Estimating Vocab Size of IRC Users

  • Thread starter mXSCNT
  • Start date
In summary, the speaker is trying to estimate the total vocabularies of people on IRC by using logs from the past few months and calculating the number of unique vocabulary words spoken and the total number of words spoken. However, simply recording the number of vocabulary words or dividing it by the total number of words would bias the results. To solve this problem, the speaker has created a function for each person that tracks the number of unique vocabulary words spoken by the time they reach a certain number of words. The goal is to fit a regression curve to this function in order to estimate the max vocabulary. The speaker is considering using a Poisson distribution to estimate the statistics for each function, but first needs to solve a problem involving strings of letters and an alphabet
  • #1
mXSCNT
315
1
For fun, I'm trying a project where I estimate the total vocabularies of people on IRC. I have logs from the past few months, and I can easily produce the number of unique vocabulary words spoken by any given person, as well as the total number of words they have spoken. For example, if someone had said "one two three four five six five one four" there would be six unique vocabulary words in that, and 9 total words.

However, people speak different amounts. Simply recording the number of vocabulary words a person used would bias heavily in favor of people who talked more. Also, dividing the number of vocab words by the total number of words would bias heavily in favor of people who talked less.

So for each person p, I have a function fp(n), which is the number of unique vocabulary words a person has spoken by the time they reach n words. Assuming that people have a limited vocabulary, fp(n) should be bounded from above by a constant vp for each person; vp is the vocabulary size that I wish to estimate.

My problem is now to fit a regression curve to fp(n) for each person, in order to estimate the max vocab. Any ideas about the form of this curve? One possibility is to start with the probability Pp(Wi=w) that the i'th word spoken by a person p is w. And one could assume that the Wi are independent. Then fp(n) could be estimated by the number of unique values of Wi, for i = 1,2,...,n. Where to go from here? I don't know.
 
Physics news on Phys.org
  • #2
mXSCNT said:
For fun, I'm trying a project where I estimate the total vocabularies of people on IRC. I have logs from the past few months, and I can easily produce the number of unique vocabulary words spoken by any given person, as well as the total number of words they have spoken. For example, if someone had said "one two three four five six five one four" there would be six unique vocabulary words in that, and 9 total words.

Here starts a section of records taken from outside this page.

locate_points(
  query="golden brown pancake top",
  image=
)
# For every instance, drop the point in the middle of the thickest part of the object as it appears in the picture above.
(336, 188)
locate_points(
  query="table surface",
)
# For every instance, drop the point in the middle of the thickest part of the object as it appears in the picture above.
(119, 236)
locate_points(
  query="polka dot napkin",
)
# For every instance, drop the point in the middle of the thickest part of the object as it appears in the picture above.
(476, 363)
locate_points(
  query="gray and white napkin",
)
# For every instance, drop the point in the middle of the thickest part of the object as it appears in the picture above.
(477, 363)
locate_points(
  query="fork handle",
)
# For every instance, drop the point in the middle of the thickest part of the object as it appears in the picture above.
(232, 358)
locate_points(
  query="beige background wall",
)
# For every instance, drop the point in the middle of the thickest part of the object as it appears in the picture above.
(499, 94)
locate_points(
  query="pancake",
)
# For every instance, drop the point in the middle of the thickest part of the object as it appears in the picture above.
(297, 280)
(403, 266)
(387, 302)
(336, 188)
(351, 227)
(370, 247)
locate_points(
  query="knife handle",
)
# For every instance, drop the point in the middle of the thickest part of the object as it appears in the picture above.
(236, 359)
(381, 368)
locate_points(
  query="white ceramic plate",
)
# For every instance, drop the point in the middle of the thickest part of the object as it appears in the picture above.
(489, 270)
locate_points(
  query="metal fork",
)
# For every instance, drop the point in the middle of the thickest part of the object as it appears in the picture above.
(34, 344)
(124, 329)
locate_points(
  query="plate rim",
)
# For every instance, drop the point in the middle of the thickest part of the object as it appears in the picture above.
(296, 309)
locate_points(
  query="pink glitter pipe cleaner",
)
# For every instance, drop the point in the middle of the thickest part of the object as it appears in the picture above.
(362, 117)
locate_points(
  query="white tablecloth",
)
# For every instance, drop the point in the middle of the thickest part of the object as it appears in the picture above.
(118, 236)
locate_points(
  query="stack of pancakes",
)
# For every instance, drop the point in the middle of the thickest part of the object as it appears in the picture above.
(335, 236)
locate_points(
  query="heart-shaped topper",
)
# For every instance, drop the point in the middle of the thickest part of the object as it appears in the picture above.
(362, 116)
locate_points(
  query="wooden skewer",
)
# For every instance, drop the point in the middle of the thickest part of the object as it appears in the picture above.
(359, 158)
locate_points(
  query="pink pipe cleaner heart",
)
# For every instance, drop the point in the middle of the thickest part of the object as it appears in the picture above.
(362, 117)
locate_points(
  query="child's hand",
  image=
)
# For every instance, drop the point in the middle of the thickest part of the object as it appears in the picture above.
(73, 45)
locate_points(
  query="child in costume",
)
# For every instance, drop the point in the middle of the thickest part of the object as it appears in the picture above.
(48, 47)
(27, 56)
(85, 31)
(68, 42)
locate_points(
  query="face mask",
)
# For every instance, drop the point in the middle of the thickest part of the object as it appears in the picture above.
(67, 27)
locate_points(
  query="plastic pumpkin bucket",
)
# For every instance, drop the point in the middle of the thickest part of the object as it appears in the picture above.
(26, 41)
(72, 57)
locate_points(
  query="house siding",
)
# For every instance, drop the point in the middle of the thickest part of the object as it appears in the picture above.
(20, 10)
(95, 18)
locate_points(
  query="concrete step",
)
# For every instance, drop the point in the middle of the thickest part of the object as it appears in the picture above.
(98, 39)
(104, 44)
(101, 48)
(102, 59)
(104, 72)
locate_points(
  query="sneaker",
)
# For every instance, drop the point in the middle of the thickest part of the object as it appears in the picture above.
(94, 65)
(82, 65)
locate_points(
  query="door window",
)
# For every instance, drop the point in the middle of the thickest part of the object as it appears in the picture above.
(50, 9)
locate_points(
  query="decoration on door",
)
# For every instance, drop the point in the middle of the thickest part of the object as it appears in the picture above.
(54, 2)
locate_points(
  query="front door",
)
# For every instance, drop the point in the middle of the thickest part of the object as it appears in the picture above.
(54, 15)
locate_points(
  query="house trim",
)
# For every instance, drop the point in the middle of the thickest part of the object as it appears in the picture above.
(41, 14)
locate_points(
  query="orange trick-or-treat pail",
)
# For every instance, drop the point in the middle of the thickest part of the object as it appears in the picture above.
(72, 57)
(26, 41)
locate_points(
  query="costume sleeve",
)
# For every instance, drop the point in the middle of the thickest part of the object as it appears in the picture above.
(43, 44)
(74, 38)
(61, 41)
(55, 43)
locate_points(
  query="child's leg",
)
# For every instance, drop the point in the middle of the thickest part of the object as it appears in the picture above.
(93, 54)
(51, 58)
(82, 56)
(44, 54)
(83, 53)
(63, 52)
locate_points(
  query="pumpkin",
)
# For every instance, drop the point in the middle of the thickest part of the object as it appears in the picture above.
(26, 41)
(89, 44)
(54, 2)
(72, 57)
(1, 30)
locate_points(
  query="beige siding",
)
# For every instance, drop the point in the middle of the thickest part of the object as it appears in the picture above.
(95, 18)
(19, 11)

However, people speak different amounts. Simply recording the number of vocabulary words a person used would bias heavily in favor of people who talked more. Also, dividing the number of vocab words by the total number of words would bias heavily in favor of people who talked less.

So for each person p, I have a function fp(n), which is the number of unique vocabulary words a person has spoken by the time they reach n words. Assuming that people have a limited vocabulary, fp(n) should be bounded from above by a constant vp for each person; vp is the vocabulary size that I wish to estimate.

My problem is now to fit a regression curve to fp(n) for each person, in order to estimate the max vocab. Any ideas about the form of this curve? One possibility is to start with the probability Pp(Wi=w) that the i'th word spoken by a person p is w. And one could assume that the Wi are independent. Then fp(n) could be estimated by the number of unique values of Wi, for i = 1,2,...,n. Where to go from here? I don't know.

fp(n) is a random variable. How about choosing an upper band where the probability of exceeding is about one in five billion. That is on average we expect at most once person on Earth to break this upper bound. Now we can plot this error bar and if it looks like it follows some kind of function then we can preform regression on it. First though find an estimate of this error bar for each f(n) up to some value N. This will give estimates on the maximum vocabulary but not the total vocabulary. One problem I see is no matter how large you make N who is to say they are going to use their entire vocabulary?

What do you think the statistics are like for each f(n) Do you they follow a poisson distribution?
http://en.wikipedia.org/wiki/Poisson_distribution
 
Last edited:
  • #3
Let's solve the following problem first. Suppose that we have strings of n letters over an alphabet of size k. Let U(n,j,k) denote the number of such strings where exactly j _different_ letters appear. U(3,2,3) = 18, for example, because the strings abb, bab, bba, acc, cac, cca, baa, aba, aab, bcc, cbc, ccb, caa, aca, aac, cbb, bcb, bbc, are all the ways to form strings of length 3 where 2 letters are unique over an alphabet of 3 letters.

To form such a string with j letters different, first one can choose which j letters appear in the string, for C(k, j) ways (j > 0 and C means choose). Then one can choose which position in the string gets mapped to which letter. This is the number of onto functions from the n positions in the string to the j different letters, which is a Stirling number of the second kind, S(n, j). So,
[tex]U(n,j,k) = {k \choose j} S(n, j)[/tex]
Let V(n,k) be the random variable giving the number of unique letters in a string of length n over an alphabet of size k. If each letter in the string is equally likely (and statistically independent of the other letters), then
[tex]P(V(n,k)=j) = {k \choose j} \frac{S(n, j)}{k^n}[/tex].
So the expected number of unique letters is
[tex]E(V(n,k)) = \sum_j j {k \choose j} \frac{S(n,j)}{k^n}[/tex]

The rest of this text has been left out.